Spécialiste de la réalité virtuelle, Andy Picci est à l’œuvre derrière les lettres liquides d’Hiroshima

Pour quelle caution artistique ?

Ce qui interroge le plus, est la référence sans équivoque au poème d’amour crépusculaire Hiroshima Mon Amour d’Alain Resnais, écrit par Marguerite Duras, que le titre du single s’approprie en toutes lettres sans en extraire le substrat poétique. Si le sound design des balles du morceau s’y réfère clairement, les cendres d’Hiroshima sont une passerelle pour Claire Laffut afin d’évoquer une expérience amoureuse néfaste, qu’elle exorcise de ses accords efficaces. Dans le film Hiroshima Mon Amour, Duras faisait gagner la diction sur l’action, Resnais la bande-son sur l’image et chez Laffut une frénésie enlevée l’emporte.
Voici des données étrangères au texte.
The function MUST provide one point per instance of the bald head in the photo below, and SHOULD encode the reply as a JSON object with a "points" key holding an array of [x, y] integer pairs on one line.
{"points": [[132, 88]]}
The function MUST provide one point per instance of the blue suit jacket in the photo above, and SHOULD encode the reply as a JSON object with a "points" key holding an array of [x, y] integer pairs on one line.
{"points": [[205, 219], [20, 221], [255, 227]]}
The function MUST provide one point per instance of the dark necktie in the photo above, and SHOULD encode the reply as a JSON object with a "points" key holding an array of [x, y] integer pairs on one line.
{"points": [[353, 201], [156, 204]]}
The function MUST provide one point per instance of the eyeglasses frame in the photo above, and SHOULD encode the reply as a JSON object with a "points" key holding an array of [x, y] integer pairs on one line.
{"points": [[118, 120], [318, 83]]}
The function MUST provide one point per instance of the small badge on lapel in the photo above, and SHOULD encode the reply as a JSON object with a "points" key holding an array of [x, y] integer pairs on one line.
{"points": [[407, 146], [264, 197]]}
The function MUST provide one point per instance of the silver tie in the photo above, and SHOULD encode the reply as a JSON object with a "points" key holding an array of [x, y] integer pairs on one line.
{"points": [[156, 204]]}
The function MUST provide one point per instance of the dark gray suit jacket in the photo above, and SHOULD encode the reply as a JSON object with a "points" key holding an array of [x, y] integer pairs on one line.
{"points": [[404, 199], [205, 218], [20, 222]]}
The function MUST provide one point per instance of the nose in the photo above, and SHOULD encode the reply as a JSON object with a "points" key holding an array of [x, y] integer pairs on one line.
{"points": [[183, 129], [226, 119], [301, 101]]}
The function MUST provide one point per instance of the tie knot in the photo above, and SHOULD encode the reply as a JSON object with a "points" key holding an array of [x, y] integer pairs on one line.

La caution artistique qui constituait l’ADN de la chanteuse questionne avec Hiroshima. Sa voix mutine a laissé place à un chant affirmé, ses peintures ont disparu au profit d’un travail d’équipe uniformisé et les références artistiques semblent davantage relever de l’opportunisme – bien que la pochette de l’album promette de renouer avec son travail d’artiste-peintre. Indéniablement, Hiroshima est moins clivant que Mojo, Gare du Nord ou Vérité. Mais reconnaît t-on la patte habituellement si sensible de Claire Laffut ? La question n’est plus de savoir si l’artiste a réussi son retour, performant à bien des égards, mais si son premier disque sera l’affirmation d’une chanteuse singulière.

Bleu de Claire Laffut est attendu le 3 septembre.